High Lignin Plastics with Impressive Tensile Strength

A new generation of lignin plastics feature very high lignin content and exhibit comparable—or even superior—properties compared to conventional PMMA and polystyrene. These innovative polymeric materials contain at least 80% lignin and are predominantly comprised of methylated or non-methylated ligninsulfonate. These plastics show promising tensile strength, and plasticizers or other polymers can further enhance their mechanical properties. Click here to view the Non-confidential Summary.

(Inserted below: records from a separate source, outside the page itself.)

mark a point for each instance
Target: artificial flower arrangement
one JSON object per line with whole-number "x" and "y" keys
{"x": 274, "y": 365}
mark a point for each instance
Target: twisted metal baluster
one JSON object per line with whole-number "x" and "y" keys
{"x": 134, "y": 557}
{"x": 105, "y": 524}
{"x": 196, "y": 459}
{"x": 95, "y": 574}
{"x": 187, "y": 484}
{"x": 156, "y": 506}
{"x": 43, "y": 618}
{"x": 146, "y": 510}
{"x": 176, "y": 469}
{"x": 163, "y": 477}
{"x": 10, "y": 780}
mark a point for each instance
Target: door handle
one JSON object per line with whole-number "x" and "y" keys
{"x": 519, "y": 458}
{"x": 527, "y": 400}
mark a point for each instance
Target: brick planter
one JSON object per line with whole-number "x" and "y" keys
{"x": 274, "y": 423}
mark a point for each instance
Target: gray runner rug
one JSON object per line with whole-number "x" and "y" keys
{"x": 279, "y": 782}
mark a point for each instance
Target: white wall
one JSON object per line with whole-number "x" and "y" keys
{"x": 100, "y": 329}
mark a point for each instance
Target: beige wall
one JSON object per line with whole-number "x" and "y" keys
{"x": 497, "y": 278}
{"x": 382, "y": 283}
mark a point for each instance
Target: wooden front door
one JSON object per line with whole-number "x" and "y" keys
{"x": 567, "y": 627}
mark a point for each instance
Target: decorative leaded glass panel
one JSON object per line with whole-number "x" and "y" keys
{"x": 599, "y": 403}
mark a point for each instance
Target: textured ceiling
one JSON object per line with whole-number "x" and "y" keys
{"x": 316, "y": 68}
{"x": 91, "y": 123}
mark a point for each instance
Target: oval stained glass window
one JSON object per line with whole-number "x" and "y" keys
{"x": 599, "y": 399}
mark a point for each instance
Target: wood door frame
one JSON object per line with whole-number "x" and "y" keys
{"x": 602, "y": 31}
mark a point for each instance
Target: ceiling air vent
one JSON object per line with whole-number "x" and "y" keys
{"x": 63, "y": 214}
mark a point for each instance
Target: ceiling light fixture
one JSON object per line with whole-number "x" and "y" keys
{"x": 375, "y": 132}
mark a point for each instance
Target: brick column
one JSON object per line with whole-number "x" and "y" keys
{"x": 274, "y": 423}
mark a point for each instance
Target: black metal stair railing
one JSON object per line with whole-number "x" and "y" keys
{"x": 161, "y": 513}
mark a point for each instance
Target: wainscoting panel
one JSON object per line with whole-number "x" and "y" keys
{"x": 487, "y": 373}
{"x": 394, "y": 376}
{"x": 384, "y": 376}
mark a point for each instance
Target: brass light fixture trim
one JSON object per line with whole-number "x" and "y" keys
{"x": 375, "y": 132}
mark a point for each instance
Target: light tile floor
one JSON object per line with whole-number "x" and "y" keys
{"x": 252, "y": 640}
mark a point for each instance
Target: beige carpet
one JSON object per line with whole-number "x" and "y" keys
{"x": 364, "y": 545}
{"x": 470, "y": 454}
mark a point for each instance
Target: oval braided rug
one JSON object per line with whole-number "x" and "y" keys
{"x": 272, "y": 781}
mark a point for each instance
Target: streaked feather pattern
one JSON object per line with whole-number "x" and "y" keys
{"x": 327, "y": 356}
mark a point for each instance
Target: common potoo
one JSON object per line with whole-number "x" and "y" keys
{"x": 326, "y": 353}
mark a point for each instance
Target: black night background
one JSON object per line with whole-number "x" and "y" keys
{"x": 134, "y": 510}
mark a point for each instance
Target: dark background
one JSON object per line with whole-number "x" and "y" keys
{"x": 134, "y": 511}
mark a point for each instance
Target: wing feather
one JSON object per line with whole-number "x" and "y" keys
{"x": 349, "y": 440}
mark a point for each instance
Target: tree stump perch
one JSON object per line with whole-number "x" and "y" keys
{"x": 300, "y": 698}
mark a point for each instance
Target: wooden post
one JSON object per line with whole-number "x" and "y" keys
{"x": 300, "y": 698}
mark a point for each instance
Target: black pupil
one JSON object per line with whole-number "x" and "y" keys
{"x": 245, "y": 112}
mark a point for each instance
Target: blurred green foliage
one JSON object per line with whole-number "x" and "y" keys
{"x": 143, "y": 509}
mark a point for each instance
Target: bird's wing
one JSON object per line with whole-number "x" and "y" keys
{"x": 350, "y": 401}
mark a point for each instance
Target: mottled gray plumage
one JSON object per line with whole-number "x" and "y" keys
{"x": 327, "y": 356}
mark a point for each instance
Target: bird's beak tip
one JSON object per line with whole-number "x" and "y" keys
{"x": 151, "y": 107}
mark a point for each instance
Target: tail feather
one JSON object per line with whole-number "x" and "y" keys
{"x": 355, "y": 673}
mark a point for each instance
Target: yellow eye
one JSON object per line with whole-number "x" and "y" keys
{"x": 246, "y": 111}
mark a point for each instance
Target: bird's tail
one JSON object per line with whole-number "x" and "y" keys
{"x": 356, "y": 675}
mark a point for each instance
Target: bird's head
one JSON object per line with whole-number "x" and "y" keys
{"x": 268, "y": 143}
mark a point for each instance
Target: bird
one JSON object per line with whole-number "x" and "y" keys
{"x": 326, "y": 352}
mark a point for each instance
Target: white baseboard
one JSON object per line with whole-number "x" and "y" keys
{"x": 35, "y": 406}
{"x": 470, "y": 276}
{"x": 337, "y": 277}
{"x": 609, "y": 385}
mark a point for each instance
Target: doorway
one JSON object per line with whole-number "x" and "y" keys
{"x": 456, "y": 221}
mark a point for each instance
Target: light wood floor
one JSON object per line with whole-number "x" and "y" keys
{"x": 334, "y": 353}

Lignin Content More Than Doubled

Current lignin-based plastics lack satisfactory mechanical properties and previous processes have limited the amount of lignin that can be incorporated, as they exhibit significant degradation with more than 35-40% lignin content. The high-lignin plastics and polymeric materials show promising tensile strengths with formulations using 85-100% lignin content. Not only are these plastics stronger than current lignin-based plastics, but they add value to the bio-refining and pulp industries that produce lignin as a byproduct and most often burn it for its fuel value. This technology offers a route to realizing significant commercial value from lignin in the form of a new renewable plastic.

BENEFITS AND FEATURES:

  • Eco-friendly alternatives to traditional petroleum-based plastics
  • Comparable or even superior to conventional polystyrene and poly(methyl methacrylate) PMMA
  • Increased lignin content and higher durability than most lignin-based plastics
  • Tensile strength >50 MPa
  • Fully biodegradable
  • Cost-reduction of biofuel production by commercializing lignin side product

APPLICATIONS:

  • All applications in which plastics are used (polystyrene replacement in engineered plastic, non-petroleum or bioplastics, BPA-free plastics)
  • Could replace plastic film or netting residues in agricultural or soil erosion control applications
  • Non-packaging applications (e.g., automotive, furniture, appliance and other durable

Phase of Development

Proof of concept demonstrating high-strength plastics with high ligninsulfonate and methylated ligninsulfonate content. Plastic samples made and mechanical properties tested in the laboratory.